Il futsal, ha bisogno di narratori. Non solo di divulgatori, che servono e svolgono un encomiabile compito. Gianni Brera, tra i grandi giornalisti sportivi italiani, non aveva mai indossato un paio di scarpini da pista eppure è stato anche consigliere nazionale della FIDAL (Atletica). Inarrivabile favoleggiatore del calcio all’italiana, aveva giocato al calcio come facciamo tutti, in piccole squadre giovanili, della provincia milanese. A metà degli anni trenta, del secolo scorso.

La disciplina del calcio a cinque ha bisogno di più autori, con il coraggio di dire: “mi rifiuto di dire che questo è lo sport dei ricorsi”. Più storytellers, meno tecnici alla lavagna.
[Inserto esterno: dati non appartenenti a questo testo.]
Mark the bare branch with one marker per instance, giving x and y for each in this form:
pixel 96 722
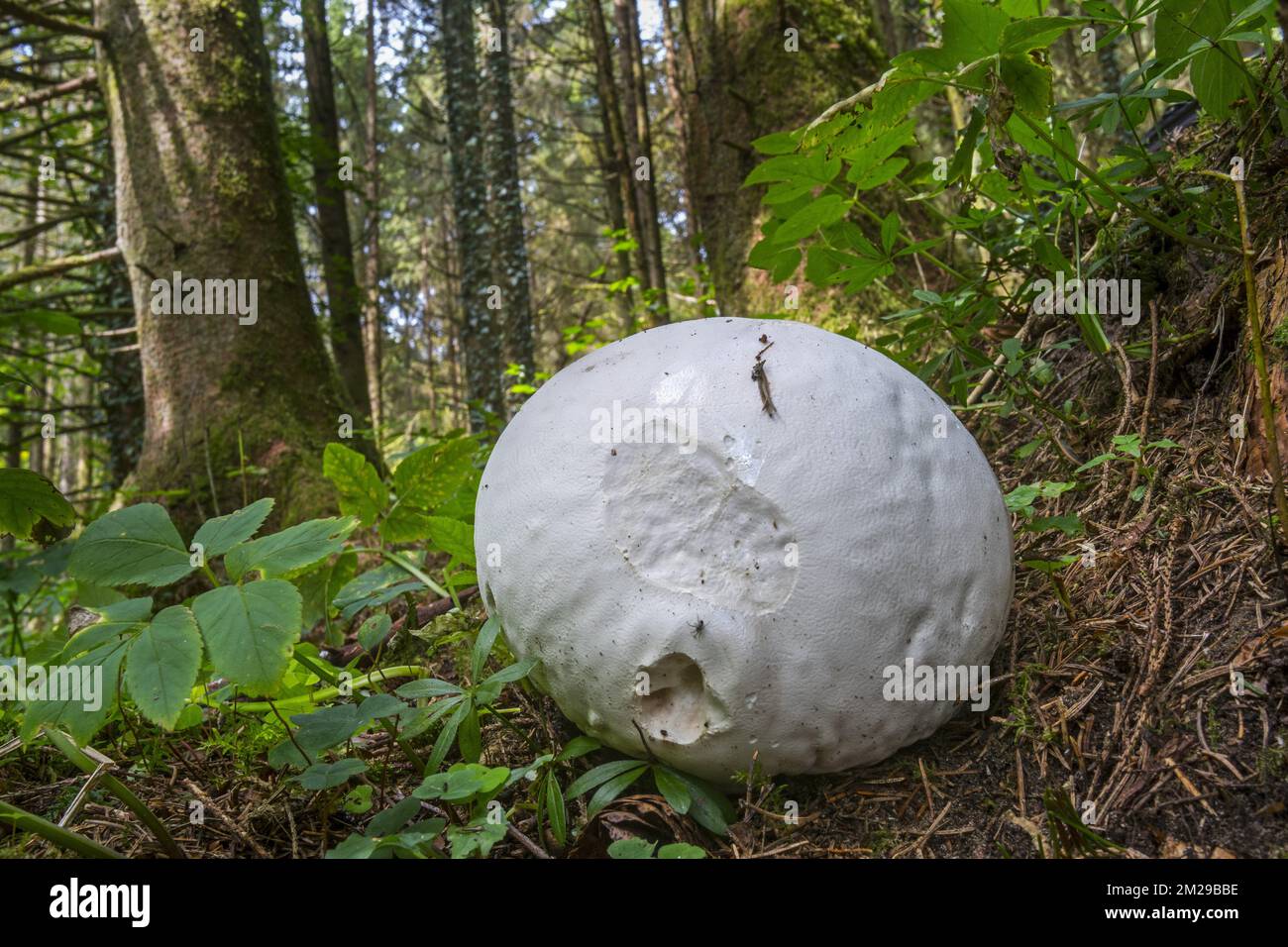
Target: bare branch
pixel 35 98
pixel 56 24
pixel 54 266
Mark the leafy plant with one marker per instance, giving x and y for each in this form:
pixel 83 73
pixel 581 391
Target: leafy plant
pixel 708 806
pixel 465 702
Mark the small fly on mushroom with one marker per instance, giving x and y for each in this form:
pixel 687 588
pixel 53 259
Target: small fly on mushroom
pixel 761 379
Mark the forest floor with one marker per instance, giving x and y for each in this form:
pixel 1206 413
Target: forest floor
pixel 1112 699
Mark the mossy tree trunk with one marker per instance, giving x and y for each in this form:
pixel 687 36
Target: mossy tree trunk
pixel 201 191
pixel 336 243
pixel 481 335
pixel 502 150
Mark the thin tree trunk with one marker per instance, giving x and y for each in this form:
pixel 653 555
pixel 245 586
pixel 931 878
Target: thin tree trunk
pixel 614 131
pixel 639 138
pixel 507 200
pixel 679 106
pixel 343 296
pixel 428 321
pixel 482 337
pixel 372 324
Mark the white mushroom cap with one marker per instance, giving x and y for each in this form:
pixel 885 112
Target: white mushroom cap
pixel 761 571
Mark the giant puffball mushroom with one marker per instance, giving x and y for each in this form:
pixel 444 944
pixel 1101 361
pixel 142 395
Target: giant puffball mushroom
pixel 717 536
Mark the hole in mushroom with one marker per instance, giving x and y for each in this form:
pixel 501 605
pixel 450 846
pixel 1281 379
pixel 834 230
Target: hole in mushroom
pixel 677 707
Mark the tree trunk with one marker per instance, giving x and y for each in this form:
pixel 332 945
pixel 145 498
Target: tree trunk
pixel 616 136
pixel 507 200
pixel 482 337
pixel 639 138
pixel 336 243
pixel 201 191
pixel 372 322
pixel 679 108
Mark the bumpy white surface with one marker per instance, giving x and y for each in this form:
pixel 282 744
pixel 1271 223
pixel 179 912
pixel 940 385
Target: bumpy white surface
pixel 764 574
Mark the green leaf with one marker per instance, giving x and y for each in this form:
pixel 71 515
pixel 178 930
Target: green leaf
pixel 777 144
pixel 1035 33
pixel 425 480
pixel 631 848
pixel 578 746
pixel 889 232
pixel 519 669
pixel 880 174
pixel 1029 82
pixel 961 162
pixel 452 536
pixel 673 789
pixel 249 630
pixel 115 620
pixel 973 30
pixel 469 737
pixel 557 810
pixel 394 817
pixel 291 549
pixel 483 643
pixel 133 545
pixel 1218 78
pixel 709 806
pixel 362 492
pixel 327 727
pixel 162 665
pixel 322 776
pixel 222 534
pixel 374 631
pixel 1069 525
pixel 426 686
pixel 612 789
pixel 82 718
pixel 463 783
pixel 1095 462
pixel 355 847
pixel 464 706
pixel 597 776
pixel 26 497
pixel 819 213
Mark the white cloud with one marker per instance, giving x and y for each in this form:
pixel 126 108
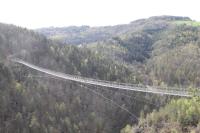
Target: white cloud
pixel 43 13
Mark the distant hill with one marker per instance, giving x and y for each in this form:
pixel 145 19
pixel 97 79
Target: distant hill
pixel 160 51
pixel 86 34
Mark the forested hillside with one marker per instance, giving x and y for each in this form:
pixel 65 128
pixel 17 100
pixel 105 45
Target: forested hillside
pixel 160 51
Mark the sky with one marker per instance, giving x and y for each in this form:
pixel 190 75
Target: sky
pixel 58 13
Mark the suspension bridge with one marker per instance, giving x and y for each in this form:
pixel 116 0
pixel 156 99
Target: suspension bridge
pixel 182 92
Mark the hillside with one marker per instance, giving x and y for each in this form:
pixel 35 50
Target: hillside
pixel 160 51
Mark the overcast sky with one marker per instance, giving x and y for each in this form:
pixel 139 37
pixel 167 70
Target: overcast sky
pixel 57 13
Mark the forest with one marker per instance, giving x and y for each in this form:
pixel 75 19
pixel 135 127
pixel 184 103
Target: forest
pixel 158 51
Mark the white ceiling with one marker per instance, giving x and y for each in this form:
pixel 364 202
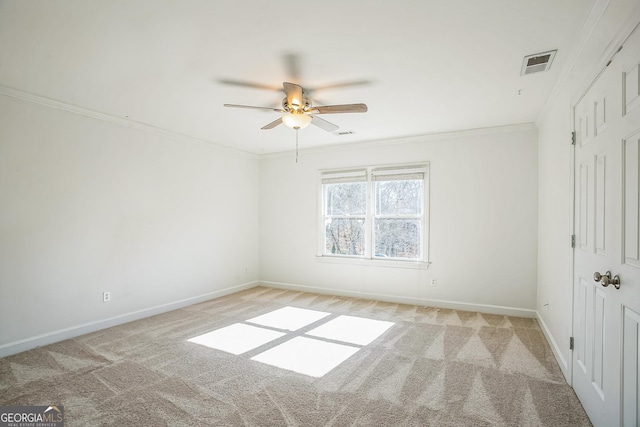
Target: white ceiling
pixel 432 65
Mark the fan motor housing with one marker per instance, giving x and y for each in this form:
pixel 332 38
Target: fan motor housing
pixel 306 105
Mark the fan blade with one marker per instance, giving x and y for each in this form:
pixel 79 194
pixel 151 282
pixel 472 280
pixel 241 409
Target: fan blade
pixel 248 84
pixel 339 85
pixel 344 108
pixel 294 94
pixel 323 124
pixel 272 124
pixel 251 107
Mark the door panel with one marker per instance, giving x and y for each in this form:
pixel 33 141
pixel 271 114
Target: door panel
pixel 606 362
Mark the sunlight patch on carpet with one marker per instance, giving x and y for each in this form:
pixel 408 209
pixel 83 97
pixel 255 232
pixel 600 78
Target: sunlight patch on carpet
pixel 289 318
pixel 307 356
pixel 236 338
pixel 351 329
pixel 312 353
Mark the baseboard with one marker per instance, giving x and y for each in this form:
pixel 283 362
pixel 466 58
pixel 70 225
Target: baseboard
pixel 67 333
pixel 456 305
pixel 564 365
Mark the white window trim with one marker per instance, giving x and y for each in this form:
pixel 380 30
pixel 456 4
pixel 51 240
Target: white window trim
pixel 337 175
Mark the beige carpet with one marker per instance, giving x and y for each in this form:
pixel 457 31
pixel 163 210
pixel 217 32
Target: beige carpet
pixel 431 367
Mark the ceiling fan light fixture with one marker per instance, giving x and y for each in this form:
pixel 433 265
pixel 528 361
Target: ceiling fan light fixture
pixel 296 121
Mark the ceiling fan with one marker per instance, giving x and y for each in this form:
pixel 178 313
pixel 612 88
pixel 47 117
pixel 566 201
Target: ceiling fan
pixel 298 111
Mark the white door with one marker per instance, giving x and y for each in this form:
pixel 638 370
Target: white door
pixel 607 227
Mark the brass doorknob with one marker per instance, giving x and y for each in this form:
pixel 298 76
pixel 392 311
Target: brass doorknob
pixel 606 279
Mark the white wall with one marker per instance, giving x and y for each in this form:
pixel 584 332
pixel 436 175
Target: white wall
pixel 483 243
pixel 88 206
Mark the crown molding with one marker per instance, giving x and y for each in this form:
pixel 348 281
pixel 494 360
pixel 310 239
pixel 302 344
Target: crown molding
pixel 118 121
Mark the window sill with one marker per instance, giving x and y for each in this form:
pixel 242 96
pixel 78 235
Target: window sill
pixel 420 265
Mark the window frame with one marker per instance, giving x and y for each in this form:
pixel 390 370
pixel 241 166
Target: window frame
pixel 370 172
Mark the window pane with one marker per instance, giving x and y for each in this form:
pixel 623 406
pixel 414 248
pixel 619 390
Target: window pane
pixel 397 238
pixel 401 197
pixel 344 236
pixel 348 198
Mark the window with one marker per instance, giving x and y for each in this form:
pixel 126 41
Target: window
pixel 375 213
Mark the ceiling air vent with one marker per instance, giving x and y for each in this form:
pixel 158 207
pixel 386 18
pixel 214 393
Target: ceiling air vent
pixel 537 62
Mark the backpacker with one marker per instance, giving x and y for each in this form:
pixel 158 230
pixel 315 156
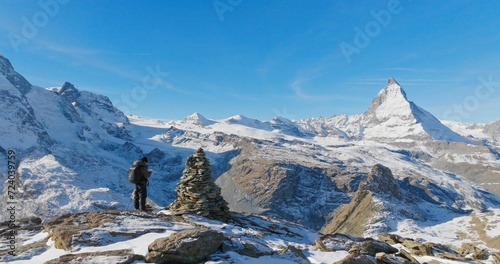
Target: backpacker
pixel 134 174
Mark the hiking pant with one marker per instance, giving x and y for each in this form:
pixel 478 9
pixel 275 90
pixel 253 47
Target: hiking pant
pixel 140 194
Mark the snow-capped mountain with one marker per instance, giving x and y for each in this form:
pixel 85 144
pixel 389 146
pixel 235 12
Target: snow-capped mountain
pixel 73 150
pixel 391 116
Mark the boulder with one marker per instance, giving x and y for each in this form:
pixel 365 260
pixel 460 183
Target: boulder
pixel 356 258
pixel 417 248
pixel 345 242
pixel 391 239
pixel 469 250
pixel 187 246
pixel 114 256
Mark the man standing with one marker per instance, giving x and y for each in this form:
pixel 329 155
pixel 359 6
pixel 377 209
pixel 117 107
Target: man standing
pixel 141 186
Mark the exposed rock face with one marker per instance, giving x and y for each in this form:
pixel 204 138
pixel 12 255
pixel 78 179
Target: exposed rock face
pixel 73 231
pixel 352 217
pixel 380 180
pixel 197 192
pixel 367 246
pixel 115 256
pixel 187 246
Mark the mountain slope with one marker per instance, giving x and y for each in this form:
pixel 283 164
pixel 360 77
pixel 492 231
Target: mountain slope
pixel 74 149
pixel 392 116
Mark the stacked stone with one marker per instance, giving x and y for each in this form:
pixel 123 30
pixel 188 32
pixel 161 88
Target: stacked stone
pixel 197 192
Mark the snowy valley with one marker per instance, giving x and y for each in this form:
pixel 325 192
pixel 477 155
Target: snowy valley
pixel 393 169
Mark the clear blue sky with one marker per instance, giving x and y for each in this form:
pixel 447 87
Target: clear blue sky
pixel 261 59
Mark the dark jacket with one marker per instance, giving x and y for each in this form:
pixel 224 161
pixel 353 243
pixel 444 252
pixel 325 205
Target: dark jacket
pixel 144 170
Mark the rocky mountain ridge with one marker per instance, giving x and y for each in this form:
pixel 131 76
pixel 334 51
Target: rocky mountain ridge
pixel 74 148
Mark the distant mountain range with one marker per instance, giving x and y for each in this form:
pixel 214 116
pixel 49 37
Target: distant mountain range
pixel 74 148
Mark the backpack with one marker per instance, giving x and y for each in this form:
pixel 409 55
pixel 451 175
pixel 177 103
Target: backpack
pixel 134 174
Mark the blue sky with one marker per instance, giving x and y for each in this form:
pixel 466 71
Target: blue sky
pixel 261 59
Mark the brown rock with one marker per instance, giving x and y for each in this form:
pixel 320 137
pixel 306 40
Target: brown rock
pixel 356 258
pixel 187 246
pixel 417 248
pixel 116 256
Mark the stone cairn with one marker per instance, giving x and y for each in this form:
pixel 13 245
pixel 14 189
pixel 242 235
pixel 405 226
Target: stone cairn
pixel 197 192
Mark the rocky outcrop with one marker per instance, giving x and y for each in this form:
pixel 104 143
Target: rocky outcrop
pixel 187 246
pixel 197 192
pixel 368 246
pixel 114 256
pixel 412 247
pixel 89 228
pixel 352 217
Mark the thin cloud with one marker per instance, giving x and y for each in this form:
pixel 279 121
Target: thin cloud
pixel 410 70
pixel 94 58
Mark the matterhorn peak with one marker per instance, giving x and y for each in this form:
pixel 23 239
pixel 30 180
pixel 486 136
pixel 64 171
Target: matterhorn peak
pixel 389 101
pixel 16 79
pixel 5 66
pixel 198 119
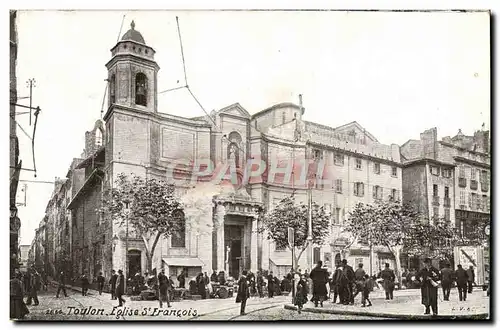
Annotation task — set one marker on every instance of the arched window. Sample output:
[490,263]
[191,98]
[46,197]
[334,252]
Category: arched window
[179,234]
[98,137]
[141,83]
[112,89]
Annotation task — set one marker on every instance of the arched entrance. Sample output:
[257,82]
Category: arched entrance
[338,259]
[134,262]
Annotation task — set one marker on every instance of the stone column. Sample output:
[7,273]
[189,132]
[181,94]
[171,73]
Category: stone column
[253,245]
[219,227]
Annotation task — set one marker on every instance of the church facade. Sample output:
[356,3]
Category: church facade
[139,139]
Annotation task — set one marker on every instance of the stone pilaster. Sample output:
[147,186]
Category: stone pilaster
[253,246]
[220,213]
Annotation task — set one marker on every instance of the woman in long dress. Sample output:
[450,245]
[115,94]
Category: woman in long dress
[301,294]
[18,308]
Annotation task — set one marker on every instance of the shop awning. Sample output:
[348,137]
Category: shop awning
[282,261]
[184,262]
A Lele Adani, che s’è costruito una carriera da commentatore sportivo dopo quella da calciatore, viene riconosciuta una cultura tecnica e tattica di altissimo livello. Eppure, tutti, lo ricordano per la  garra charrúa. Per giunta usando quella definizione in maniera incorretta.

Ci ricordiamo dell’emozione, non della diagonale. Ci rimane impresso lo spettacolo che Oitomeia offre in campo, piuttosto che la sua “copertura preventiva”, qualsiasi cosa questo voglia dire. L’eleganza del gesto ha una poetica sua, che s’innalza a livelli altissimi se è cresciuta in mezzo alle crepe dell’asfalto di un villa argentina malfamata.

Quando tutto è “bellissimo” è inevitabilmente noioso. Una tendenza narrativa questa, che manifesta la completa ignoranza circa la struttura del racconto. Sono tutti eroi nel futsal. Non ci sono gli antieroi, gli antagonisti. Il futsal vive, in un perenne stato di equilibro, per non turbare nessuno. Si chiede poi come mai, anche il gatto della UYBA ha più foto della serie a di futsal.

Gatto di strada, denutrito. Eroe in difficoltà.
Irrompe in campo durante una partita ufficiale. Rottura dell’equilibrio iniziale.
Lo cercano in tutto il palazzetto. Peripezie e mutamenti.
Adottato dalla squadra. Ricomposizione dell’equilibrio iniziale.

Non si tratta di disegnare il prossimo modulo per sbarcare un equipaggio umano sul Marte, oppure di pubblicare uno studio sui traumi cerebrali dovuti alla lunga permanenza nello spazio.
Più semplicemente basta aver letto una qualsiasi favola di Grimm e averne compreso la struttura, basterebbe.